The next logical question then is: Where are all these federal government job openings going to be? Yes, the government will be hiring nationwide, but there are obviously going to be certain areas of the country that will fill more of the positions than the others. The larger metro areas of the United States will of course offer more in the way of a need for government jobs to be filled, but some of the top ten places for government hiring may in fact surprise you. Using data from 2008, here is a list of the top ten cities to be in or around if you are hoping to cash in on the government job hiring spree.

1. Washington D.C.

No shock here really, as D.C. is the home of the government and much of the important government work that gets done in the United States. In 2008, Washington D.C. saw almost 1.5 million job postings. While the number may be different this year, it is still sure to be up there.

2. San Antonio, Texas

In 2008, San Antonio saw about 350,000 job postings. Obviously, this pales in comparison to D.C., but the number of openings still represents a lot of opportunity.

3. Atlanta, Georgia

Here is a name you would expect to see near the top. In 2008, Atlanta only lagged behind San Antonio by about 30,000 job postings and is bound to be the home of a good number of the new positions that the government is looking to fill in the next couple of years.
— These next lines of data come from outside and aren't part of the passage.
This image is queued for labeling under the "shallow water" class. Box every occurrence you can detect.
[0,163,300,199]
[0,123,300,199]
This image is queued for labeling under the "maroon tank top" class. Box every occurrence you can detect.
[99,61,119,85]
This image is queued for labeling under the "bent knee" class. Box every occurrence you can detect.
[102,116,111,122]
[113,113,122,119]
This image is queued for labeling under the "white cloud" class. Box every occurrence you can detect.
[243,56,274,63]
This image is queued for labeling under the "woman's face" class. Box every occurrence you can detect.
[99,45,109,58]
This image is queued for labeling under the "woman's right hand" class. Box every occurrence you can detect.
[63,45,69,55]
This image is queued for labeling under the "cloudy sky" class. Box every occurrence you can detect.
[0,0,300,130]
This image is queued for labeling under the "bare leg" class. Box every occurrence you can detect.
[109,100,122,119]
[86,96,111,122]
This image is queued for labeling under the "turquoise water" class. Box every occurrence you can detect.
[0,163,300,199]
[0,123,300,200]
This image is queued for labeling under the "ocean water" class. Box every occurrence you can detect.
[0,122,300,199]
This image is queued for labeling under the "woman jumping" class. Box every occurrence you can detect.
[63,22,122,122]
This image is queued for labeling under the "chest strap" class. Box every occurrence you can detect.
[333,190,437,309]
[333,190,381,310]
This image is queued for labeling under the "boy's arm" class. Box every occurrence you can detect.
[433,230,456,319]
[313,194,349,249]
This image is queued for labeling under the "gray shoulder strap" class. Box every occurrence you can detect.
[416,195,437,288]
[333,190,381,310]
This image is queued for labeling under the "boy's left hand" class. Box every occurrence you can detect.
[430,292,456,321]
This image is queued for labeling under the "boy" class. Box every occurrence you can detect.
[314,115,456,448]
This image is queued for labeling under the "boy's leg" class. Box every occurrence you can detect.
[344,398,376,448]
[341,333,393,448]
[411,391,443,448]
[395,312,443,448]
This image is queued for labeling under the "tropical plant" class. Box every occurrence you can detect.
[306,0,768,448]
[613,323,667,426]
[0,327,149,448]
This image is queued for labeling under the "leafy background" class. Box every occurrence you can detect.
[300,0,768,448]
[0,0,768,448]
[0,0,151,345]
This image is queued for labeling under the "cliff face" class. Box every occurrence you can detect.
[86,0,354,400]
4. Philadelphia, Pennsylvania

In 2008, Philly offered up 190,000 government job postings. The city that is known for its Cheese Steaks is also a great place to be if you are trying to gain government employment.

5. New York, New York

2008 saw 181,000 job postings for the big city, and there are sure to be a number of new security jobs that are going to be flooding in over the next couple of years.

6. Dallas/Ft. Worth, Texas

As you can see, Texas is certainly a goodarea to be in if you are on the hunt for a government job. This particular area saw 180,000 job postings in 2008 and will more than likely continue to thrive.

7. Baltimore, Maryland

Along with some really good crab cakes, Baltimore is also the place to be if you are seeking government work. In 2008, the Baltimore area saw 175,000 job postings.

8. Tampa, Florida

In 2008, Tampa offered up 170,000 job postings. It just goes to show you can have a good opportunity for government employment and still enjoy some fun in the sun.

9. Chicago, Illinois

In 2008, the city of Chicago saw 169,000 government job postings. Chicago is another city that should be getting an increase of the new security jobs that will be made available in the next couple of years.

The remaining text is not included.